Croatia Reaps Benefits For Backing Bosnian Pact
| ZAGREB, CROATIA
POPE John Paul II's planned Sept. 10-11 visit here represents another political dividend for the Croatian government for its participation in the US-sponsored reconciliation between Bosnia-Herzegovina's Muslims and Croats.
With economic hardship and endemic corruption seriously eroding its popularity, the government will be able to proclaim the visit a new milestone in its crusade to lead Roman Catholic-majority Croatia out of almost 50 years of Yugoslav communism.
Croatian officials, however, privately concede the pontiff would not be coming if President Franjo Tudjman were still sponsoring the Bosnian Croat attempt to carve territory out of Bosnia and join it to Croatia.
Coerced by threats of United Nations sanctions, President Tudjman in February began withdrawing thousands of troops he had sent into Bosnia and prodded his Bosnian Croat proxies and their supporters in Zagreb into accepting peace with the Muslim-led government.
The US-brokered Washington Accords led in April to the formation of the Muslim-Croat federation. Croatia has since been rewarded by a major expansion in international political and economic dividends since its bloody 1991 secession from former Yugoslavia.
Other benefits include unanimous international rejection of the independence demands of the Belgrade-backed minority Serb rebels, who control about one-fourth of Croatia, captured in the 1991 war.
Croatia's relations with the Muslim world have also blossomed. It has signed a multimillion-dollar ships-for-oil accord with Iran and lucrative trade and cooperation pacts with Turkey.
Egypt has unfrozen a petroleum sales agreement suspended during the Croat-Muslim fighting in Bosnia and a breakthrough in relations is anticipated with oil-rich Arabian Gulf states.
Most important has been the improvement in ties with the United States, which resisted recognizing Croatia's independence because of its role in former Yugoslavia's violent collapse until it was forced to follow the European Union's (EU) lead in April 1992. Since the Washington Accords, the Clinton administration has signed trade, science and technology, education, and nontechnical military-assistance pacts with Croatia and is planning an expansion in funds for democratization projects.

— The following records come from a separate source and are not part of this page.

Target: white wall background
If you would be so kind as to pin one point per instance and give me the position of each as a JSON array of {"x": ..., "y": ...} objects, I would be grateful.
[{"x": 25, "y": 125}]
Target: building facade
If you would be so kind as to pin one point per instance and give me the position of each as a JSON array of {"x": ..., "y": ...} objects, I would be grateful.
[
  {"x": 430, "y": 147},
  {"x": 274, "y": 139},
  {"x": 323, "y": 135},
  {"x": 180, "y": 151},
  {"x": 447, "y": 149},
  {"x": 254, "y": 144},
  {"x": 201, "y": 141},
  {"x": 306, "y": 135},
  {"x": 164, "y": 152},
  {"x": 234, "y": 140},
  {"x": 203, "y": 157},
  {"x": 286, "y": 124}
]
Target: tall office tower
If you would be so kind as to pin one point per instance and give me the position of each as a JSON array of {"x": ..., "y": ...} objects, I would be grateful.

A NATO team is expected next month to discuss Croatia's admission to the Partnership for Peace program.
US advocacy won Croatia a $128 million World Bank loan last month and $400 million more is expected soon. A US-backed $250 million International Monetary Fund loan is also pending.
While all this represents considerable progress, the Balkan state of 4.5 million remains a long way from full international acceptance, especially its dreamed-of integration with Europe. ``Nobody in the West loves Croatia,'' notes a Western diplomat.
Perhaps out of contrition for its hasty recognition, the EU has yet to sign one major accord with Croatia. Nor has any individual EU member, including Germany, which sponsored its recognition.
The EU first seeks improvements in Croatia's dismal human rights record, especially an end to discrimination against thousands of Serbs who refused to join the 1991 uprising. The EU also wants the Communist-era legal system overhauled, an end to state media control, harassment of Tudjman opponents, and genuine political liberalization, including a dilution of the powers given to the president under the constitution drafted by his Croatian Democratic Union (HDZ).
Washington has been the most vocal foreign critic of the government's communist-bred authoritarian political style. It has also warned Croatia that it could lose its newly won benefits should it carry out renewed threats to use military force to recover rebel Serb-held areas that were placed under UN protection as part of the cease-fire that ended the 1991 war.
Croatian officials say that while they understand such concerns, they pose a serious dilemma: Absent strong international action, the Serbian rebellion will persist and strengthen HDZ hard-liners who are demanding military force over negotiations.
These elements also oppose the political and economic reforms demanded by the US and its European allies. ``If the world fails us, these people will take over. The only thing the international community could do then is put a cordon sanitaire [a barrier restraining free movement] around this region and come back six months later and see who is dead and who is alive,'' one official says.
Another threat is the slow implementation of the Washington Accords and delays caused by the Bosnian Serbs' rejection of the ``contact group's'' peace plan.